En ce sens, ce patrimoine industriel, cette muséification, expriment la construction

sociale d’un rapport au passé qui donne également sens au présent et s’inscrit finalement dans

des problématiques contemporaines.

Partant, quels sont les effets (escomptés et objectifs) d’un musée comme celui de

Lewarde sur le présent et l’avenir du bassin minier ? En quoi ses différents acteurs

s’accordent-ils ou divergent-ils sur les « leçons de l’histoire » de la mine et sur ses usages ?

Il faut enfin aborder la question fondamentale des absents de cette mémoire célébrée.
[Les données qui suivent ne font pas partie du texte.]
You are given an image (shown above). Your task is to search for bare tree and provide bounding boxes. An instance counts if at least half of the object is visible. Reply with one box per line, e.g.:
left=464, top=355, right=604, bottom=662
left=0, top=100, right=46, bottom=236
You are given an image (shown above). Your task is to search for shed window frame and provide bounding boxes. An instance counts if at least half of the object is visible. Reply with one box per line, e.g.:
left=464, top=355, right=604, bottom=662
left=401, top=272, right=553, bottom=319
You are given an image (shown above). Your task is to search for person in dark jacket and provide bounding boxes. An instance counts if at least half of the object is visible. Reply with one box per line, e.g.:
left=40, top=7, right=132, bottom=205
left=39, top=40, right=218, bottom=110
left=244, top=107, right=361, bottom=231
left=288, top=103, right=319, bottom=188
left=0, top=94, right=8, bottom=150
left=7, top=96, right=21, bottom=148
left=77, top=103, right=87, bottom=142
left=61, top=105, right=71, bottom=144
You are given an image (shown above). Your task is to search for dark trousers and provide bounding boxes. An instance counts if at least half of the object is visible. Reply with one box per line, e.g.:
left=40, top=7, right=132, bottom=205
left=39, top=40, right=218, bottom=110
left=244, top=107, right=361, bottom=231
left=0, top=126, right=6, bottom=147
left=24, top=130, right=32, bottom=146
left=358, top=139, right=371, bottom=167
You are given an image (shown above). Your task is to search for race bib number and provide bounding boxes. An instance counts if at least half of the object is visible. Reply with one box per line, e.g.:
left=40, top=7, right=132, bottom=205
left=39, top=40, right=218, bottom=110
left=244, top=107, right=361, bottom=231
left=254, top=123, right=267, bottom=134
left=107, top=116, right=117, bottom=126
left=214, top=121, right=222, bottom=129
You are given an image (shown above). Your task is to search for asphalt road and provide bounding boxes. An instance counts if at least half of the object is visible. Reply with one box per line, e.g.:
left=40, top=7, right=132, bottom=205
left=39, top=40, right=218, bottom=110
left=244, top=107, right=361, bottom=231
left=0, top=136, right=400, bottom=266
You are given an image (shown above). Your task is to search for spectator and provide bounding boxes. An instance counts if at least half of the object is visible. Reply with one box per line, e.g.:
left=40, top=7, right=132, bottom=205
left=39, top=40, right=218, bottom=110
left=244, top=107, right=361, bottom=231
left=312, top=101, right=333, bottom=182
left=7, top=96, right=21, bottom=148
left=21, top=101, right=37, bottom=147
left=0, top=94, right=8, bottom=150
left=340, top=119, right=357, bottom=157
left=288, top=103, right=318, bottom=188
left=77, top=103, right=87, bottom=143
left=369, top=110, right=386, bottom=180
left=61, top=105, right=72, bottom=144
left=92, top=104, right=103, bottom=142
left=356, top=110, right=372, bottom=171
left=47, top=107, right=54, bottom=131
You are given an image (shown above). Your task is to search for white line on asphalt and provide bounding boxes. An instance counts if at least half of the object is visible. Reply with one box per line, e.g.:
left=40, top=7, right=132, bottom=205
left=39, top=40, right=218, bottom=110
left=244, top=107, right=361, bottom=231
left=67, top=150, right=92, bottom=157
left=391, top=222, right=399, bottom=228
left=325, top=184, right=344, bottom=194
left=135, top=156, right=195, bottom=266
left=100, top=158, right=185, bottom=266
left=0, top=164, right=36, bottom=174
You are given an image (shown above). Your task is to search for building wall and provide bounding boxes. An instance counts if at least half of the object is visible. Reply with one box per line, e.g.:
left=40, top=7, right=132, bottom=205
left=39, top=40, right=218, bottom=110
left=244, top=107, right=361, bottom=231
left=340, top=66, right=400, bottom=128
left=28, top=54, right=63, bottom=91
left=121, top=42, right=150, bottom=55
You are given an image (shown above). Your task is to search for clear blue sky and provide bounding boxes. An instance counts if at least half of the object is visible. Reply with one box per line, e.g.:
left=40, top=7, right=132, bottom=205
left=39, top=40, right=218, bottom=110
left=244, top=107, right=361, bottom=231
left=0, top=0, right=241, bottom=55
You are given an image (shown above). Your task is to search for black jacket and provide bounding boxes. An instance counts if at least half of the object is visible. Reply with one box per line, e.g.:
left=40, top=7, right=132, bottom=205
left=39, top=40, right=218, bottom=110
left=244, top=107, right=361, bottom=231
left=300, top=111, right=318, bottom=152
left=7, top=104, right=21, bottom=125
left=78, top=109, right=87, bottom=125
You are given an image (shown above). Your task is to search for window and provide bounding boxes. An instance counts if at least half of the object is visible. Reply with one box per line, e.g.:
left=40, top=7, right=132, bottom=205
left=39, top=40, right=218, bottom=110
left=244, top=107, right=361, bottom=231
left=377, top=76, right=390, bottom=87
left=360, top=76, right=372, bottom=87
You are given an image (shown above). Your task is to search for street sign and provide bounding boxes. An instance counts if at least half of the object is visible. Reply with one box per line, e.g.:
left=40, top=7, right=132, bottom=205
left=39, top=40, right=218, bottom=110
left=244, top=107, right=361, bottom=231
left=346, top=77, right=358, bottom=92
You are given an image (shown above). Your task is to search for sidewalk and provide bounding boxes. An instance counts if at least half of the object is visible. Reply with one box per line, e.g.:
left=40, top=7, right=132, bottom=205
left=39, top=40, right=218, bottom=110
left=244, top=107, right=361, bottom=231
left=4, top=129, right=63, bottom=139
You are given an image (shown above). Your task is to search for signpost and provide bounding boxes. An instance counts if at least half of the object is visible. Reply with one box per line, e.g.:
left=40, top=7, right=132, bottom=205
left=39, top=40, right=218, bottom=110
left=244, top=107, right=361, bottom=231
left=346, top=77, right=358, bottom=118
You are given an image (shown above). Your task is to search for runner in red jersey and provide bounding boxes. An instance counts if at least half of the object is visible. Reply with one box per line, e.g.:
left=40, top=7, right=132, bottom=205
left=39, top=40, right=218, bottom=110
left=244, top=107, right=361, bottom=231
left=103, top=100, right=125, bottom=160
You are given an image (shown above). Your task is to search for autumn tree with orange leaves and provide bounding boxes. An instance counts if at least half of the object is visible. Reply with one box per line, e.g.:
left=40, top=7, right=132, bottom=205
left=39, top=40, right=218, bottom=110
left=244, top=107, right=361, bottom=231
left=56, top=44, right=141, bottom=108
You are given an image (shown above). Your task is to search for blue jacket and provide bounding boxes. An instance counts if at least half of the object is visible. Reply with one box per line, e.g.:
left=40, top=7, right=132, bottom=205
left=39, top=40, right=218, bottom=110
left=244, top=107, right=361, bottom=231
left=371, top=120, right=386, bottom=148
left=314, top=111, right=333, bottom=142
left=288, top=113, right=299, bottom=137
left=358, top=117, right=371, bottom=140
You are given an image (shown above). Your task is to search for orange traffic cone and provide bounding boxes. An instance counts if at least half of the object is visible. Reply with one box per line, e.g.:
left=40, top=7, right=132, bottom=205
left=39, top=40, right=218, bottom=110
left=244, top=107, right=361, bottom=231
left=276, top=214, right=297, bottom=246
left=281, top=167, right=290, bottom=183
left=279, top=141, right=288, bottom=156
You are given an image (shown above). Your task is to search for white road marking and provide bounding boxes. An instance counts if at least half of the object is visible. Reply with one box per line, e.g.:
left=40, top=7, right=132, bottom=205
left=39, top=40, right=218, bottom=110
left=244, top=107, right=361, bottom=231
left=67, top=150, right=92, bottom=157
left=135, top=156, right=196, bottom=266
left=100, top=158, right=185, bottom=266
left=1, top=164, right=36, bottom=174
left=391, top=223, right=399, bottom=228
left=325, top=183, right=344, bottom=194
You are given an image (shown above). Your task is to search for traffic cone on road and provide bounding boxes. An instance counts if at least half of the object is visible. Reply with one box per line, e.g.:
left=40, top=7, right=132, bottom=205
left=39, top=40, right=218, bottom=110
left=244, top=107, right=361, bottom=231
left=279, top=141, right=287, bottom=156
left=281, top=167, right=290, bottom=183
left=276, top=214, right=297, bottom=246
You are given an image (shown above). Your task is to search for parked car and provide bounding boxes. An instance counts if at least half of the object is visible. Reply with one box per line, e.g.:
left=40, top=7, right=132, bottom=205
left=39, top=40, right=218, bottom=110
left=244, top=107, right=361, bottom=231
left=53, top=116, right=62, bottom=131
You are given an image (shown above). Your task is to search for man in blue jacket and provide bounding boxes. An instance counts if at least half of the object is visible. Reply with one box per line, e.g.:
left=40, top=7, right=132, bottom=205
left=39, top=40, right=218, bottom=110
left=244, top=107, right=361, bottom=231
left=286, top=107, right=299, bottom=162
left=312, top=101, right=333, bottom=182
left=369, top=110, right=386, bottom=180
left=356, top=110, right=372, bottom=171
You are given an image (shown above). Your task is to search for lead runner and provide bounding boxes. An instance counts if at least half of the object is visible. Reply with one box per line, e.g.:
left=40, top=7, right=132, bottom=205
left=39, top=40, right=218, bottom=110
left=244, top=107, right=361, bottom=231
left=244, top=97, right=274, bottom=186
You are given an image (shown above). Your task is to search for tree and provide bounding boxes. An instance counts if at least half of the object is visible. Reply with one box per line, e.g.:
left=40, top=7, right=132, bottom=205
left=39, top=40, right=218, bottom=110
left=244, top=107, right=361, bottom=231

La fréquentation et la renommée du CHM tendent à en faire le lieu d’une mémoire

légitime de la mine. Pourtant, on peut s’interroger sur la partialité de cette mémoire. Quels en

sont les médiateurs ? Peut-on considérer qu’ils sont représentatifs du monde de la

mine comme le CHM aime à le répéter en valorisant le rôle de ses trente guides mineurs, ainsi

investis des souvenirs de centaine de milliers d’hommes et de femmes ?

Considérant l’étendue des questions posées, cette étude devra se situer, autant que

possible, « à la charnière de l’utilisation du passé et de l’avenir, à l’articulation de la mémoire

et de l’histoire, au croisement de la sociabilité héritée et de la construction politique34 ». C’est

ainsi que nous l’entendons.

32 Selon l’expression employée par Françoise Choay dans son livre l’Allégorie du patrimoine, Paris, Seuil, 1992., 33 Ibidem. 34 Suaud, Martin, op. cit.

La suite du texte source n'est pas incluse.